Esta concesión marca un momento decisivo para los pueblos indígenas de Perú que, como los de Yurúa, luchan para proteger bosques en pie y mejorar la calidad de vida aportando al desarrollo sostenible. Se trata de una modalidad de conservación en la cual la ciudadanía, en este caso los pueblos indígenas, conservan los bosques y aportan desde sus comunidades, al país y al mundo con decisivas acciones climáticas para las Contribuciones Nacionalmente Determinadas (NDC).

“Los Pueblos Indígenas tiene un rol muy importante en la conservación y en el desarrollo del país, este es una iniciativa que el SERNANP junto con otras organizaciones apoyó, reconoce y saluda dado que aporta a la conservación fuera de las Áreas Naturales Protegidas fortaleciendo la conectividad y la resiliencia de los ecosistemas y las poblaciones locales, además de aportar a compromisos nacionales”, señaló José Carlos Nieto Navarrete, representante del Servicio Nacional de Áreas Naturales Protegidas por el Estado – SERNANP

“Este espacio es importante porque consolida la solicitud de pueblos indígenas de Ucayali para conservar su territorio. Nosotros, como gobierno regional, estamos también dispuestos a cuidar y velar para su adecuada gestión y administración”, señaló Marcial Pezo Armas, director de Gestión Forestal  y de Fauna Silvestre del Gobierno Regional de Ucayali

Este  es el resultado de una alianza de las organizaciones indígenas con el Servicio Nacional de Áreas Naturales Protegidas por el Estado (SERNANP) y el Ministerio del Ambiente (MINAM), la Autoridad Regional Ambiental de Ucayali, la Municipalidad de Yurúa, el Ministerio de Cultura, ProPurús, Andes Amazon Fund y el Programa de las Naciones Unidas para el Desarrollo (PNUD).
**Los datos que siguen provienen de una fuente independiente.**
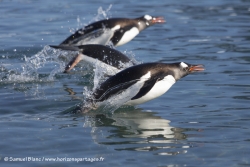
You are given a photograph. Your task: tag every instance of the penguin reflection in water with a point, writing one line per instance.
(119, 31)
(141, 83)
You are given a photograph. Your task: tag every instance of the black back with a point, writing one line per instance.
(96, 26)
(130, 76)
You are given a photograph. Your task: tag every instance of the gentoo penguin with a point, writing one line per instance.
(93, 53)
(117, 30)
(143, 82)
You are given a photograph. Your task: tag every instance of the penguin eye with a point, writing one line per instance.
(185, 69)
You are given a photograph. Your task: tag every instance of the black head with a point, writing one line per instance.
(147, 20)
(182, 69)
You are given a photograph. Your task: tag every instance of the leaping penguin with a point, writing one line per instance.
(93, 54)
(142, 82)
(117, 30)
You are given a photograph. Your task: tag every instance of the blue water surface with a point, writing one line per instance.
(203, 120)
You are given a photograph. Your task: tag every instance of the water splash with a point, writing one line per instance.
(41, 67)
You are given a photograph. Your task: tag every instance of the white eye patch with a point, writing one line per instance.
(183, 65)
(147, 17)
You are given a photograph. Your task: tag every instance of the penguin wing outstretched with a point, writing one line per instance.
(65, 47)
(96, 36)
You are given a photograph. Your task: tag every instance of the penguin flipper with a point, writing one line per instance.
(65, 47)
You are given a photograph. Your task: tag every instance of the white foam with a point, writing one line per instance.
(148, 17)
(184, 65)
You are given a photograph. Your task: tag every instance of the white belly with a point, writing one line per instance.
(128, 36)
(157, 90)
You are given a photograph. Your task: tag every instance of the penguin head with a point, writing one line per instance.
(182, 69)
(147, 20)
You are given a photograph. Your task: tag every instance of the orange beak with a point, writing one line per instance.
(158, 20)
(195, 68)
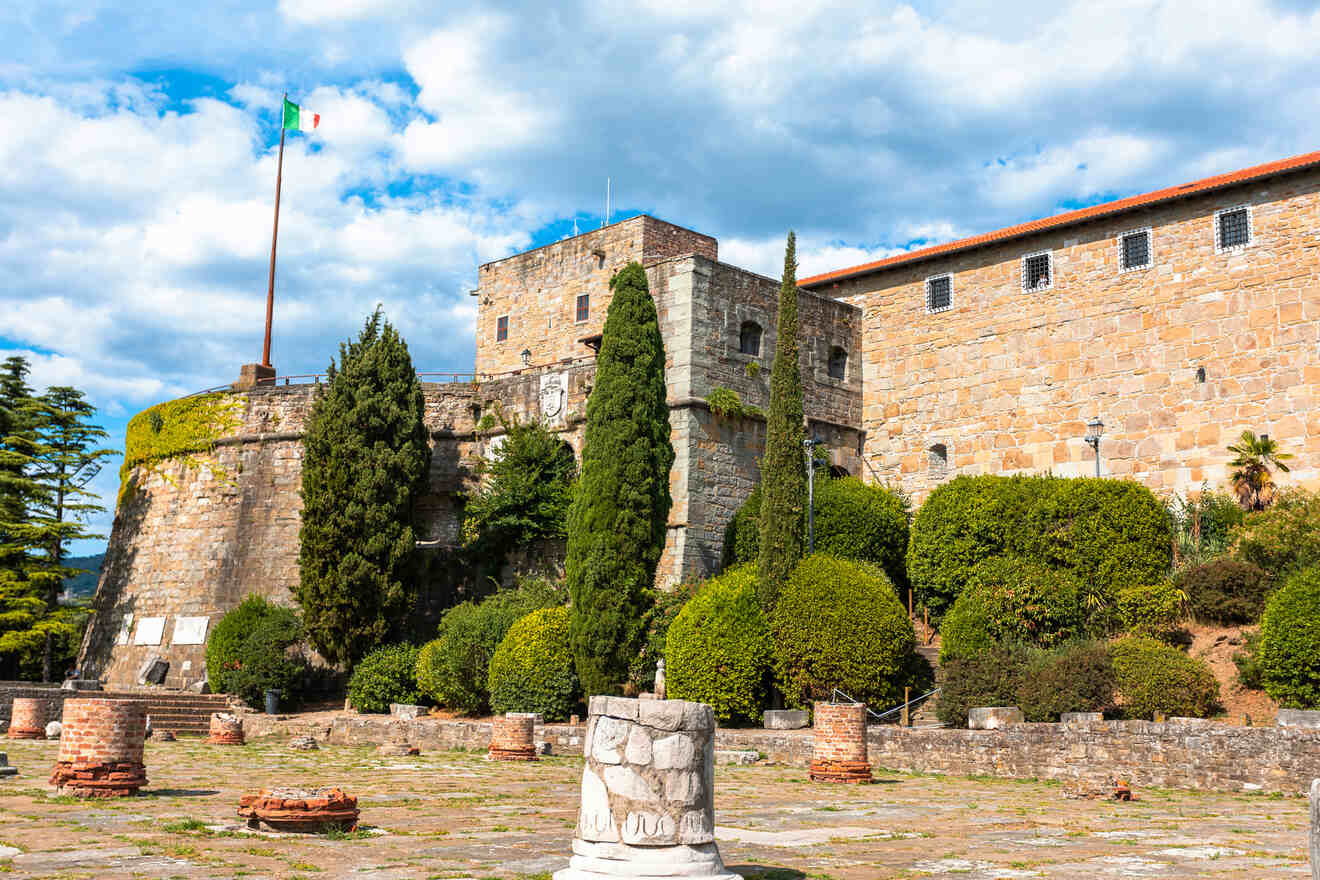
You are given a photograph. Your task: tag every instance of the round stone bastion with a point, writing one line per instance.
(648, 793)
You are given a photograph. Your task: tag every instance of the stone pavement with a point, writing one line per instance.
(454, 814)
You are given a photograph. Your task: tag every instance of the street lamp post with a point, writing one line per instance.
(1094, 430)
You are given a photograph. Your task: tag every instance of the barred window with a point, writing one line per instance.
(1036, 272)
(749, 338)
(1134, 250)
(837, 363)
(939, 293)
(1232, 228)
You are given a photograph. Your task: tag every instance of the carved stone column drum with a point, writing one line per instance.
(838, 744)
(100, 748)
(512, 738)
(648, 806)
(28, 718)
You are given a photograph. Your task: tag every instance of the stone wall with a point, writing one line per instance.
(1005, 380)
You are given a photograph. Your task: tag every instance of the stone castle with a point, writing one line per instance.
(1179, 318)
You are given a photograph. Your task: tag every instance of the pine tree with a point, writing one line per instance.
(783, 478)
(621, 508)
(366, 455)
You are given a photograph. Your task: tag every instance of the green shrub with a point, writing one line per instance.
(532, 669)
(1283, 538)
(838, 624)
(388, 674)
(1011, 600)
(1076, 677)
(1154, 610)
(1154, 677)
(988, 678)
(853, 521)
(718, 648)
(1225, 591)
(247, 652)
(1106, 533)
(457, 662)
(1290, 641)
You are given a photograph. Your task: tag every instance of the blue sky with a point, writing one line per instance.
(137, 151)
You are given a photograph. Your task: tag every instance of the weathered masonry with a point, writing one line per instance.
(1179, 318)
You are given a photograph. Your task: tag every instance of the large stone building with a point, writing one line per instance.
(1180, 318)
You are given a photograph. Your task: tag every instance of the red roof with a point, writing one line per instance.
(1096, 211)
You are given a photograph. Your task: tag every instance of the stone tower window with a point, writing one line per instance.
(1134, 250)
(749, 338)
(837, 363)
(939, 293)
(1232, 228)
(1038, 272)
(937, 461)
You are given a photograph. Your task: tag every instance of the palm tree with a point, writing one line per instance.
(1252, 479)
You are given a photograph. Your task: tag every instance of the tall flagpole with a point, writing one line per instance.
(275, 236)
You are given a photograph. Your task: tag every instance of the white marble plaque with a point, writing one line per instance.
(190, 631)
(126, 629)
(149, 631)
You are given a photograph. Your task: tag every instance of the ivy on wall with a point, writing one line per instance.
(176, 432)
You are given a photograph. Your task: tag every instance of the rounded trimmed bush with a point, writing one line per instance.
(1106, 533)
(247, 652)
(853, 521)
(532, 669)
(1225, 591)
(1154, 610)
(838, 624)
(1290, 641)
(718, 648)
(1154, 677)
(454, 668)
(1015, 602)
(388, 674)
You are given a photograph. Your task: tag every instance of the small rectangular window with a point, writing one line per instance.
(1038, 272)
(1134, 250)
(1232, 228)
(939, 293)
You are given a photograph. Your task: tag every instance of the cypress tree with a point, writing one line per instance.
(364, 462)
(621, 508)
(783, 479)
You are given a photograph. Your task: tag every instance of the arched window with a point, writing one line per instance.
(749, 338)
(837, 362)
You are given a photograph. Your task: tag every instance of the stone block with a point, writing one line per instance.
(784, 719)
(990, 718)
(1298, 718)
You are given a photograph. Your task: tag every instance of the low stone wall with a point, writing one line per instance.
(1179, 754)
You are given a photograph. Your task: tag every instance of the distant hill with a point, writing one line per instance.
(85, 585)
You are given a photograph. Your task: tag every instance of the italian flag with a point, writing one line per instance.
(298, 119)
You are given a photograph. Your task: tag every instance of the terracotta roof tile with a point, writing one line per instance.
(1096, 211)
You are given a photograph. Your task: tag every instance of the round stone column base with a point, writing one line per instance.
(840, 772)
(99, 780)
(689, 862)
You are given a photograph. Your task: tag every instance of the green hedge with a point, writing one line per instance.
(1011, 600)
(853, 521)
(1106, 533)
(1290, 641)
(247, 652)
(532, 669)
(388, 674)
(1154, 677)
(454, 666)
(718, 651)
(838, 624)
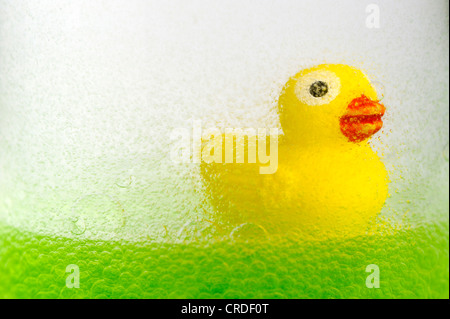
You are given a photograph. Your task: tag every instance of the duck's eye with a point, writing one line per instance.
(318, 89)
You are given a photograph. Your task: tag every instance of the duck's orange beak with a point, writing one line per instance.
(362, 119)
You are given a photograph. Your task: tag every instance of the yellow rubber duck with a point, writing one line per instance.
(329, 182)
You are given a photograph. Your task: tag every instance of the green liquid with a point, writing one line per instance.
(413, 264)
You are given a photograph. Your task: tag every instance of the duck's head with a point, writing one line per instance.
(330, 103)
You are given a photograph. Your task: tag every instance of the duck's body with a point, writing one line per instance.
(331, 190)
(329, 182)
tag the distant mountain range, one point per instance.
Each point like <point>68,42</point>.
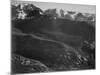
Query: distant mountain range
<point>22,10</point>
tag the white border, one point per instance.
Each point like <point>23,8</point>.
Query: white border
<point>5,37</point>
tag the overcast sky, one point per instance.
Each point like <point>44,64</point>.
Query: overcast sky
<point>66,7</point>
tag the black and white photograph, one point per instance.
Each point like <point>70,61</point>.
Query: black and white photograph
<point>52,37</point>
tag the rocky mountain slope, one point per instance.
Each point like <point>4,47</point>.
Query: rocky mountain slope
<point>56,44</point>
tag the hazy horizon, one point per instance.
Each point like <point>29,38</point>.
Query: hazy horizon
<point>65,6</point>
“Este es un reconocimiento al derecho de los pueblos indígenas a proteger su territorio, un territorio muy vulnerable donde aún coexisten múltiples amenazas para el desarrollo y para mantener los bosques en pie. El cambio climático nos afecta a todos pero más a los pueblos indígenas que habitan en la Amazonía y, por tanto, es su derecho poder conservar esta área”, declaró James Leslie, Asesor Técnico de Ecosistemas y Cambio Climático del PNUD, organización que a través de la iniciativa Amazonía Resiliente, co-implementada con el SERNANP  y financiada por el Fondo para el Medio Ambiente Mundial (GEF), realiza un trabajo coordinado entre el Estado, las instituciones privadas y la ciudadanía para apoyar a la creación y consolidación de este importante espacio que contribuye al cumplimiento de los Objetivos de Desarrollo Sostenible de la Agenda 2030. 

Es la primera vez que una asociación de pueblos indígenas amazónicos recibe una concesión para conservación en el Perú.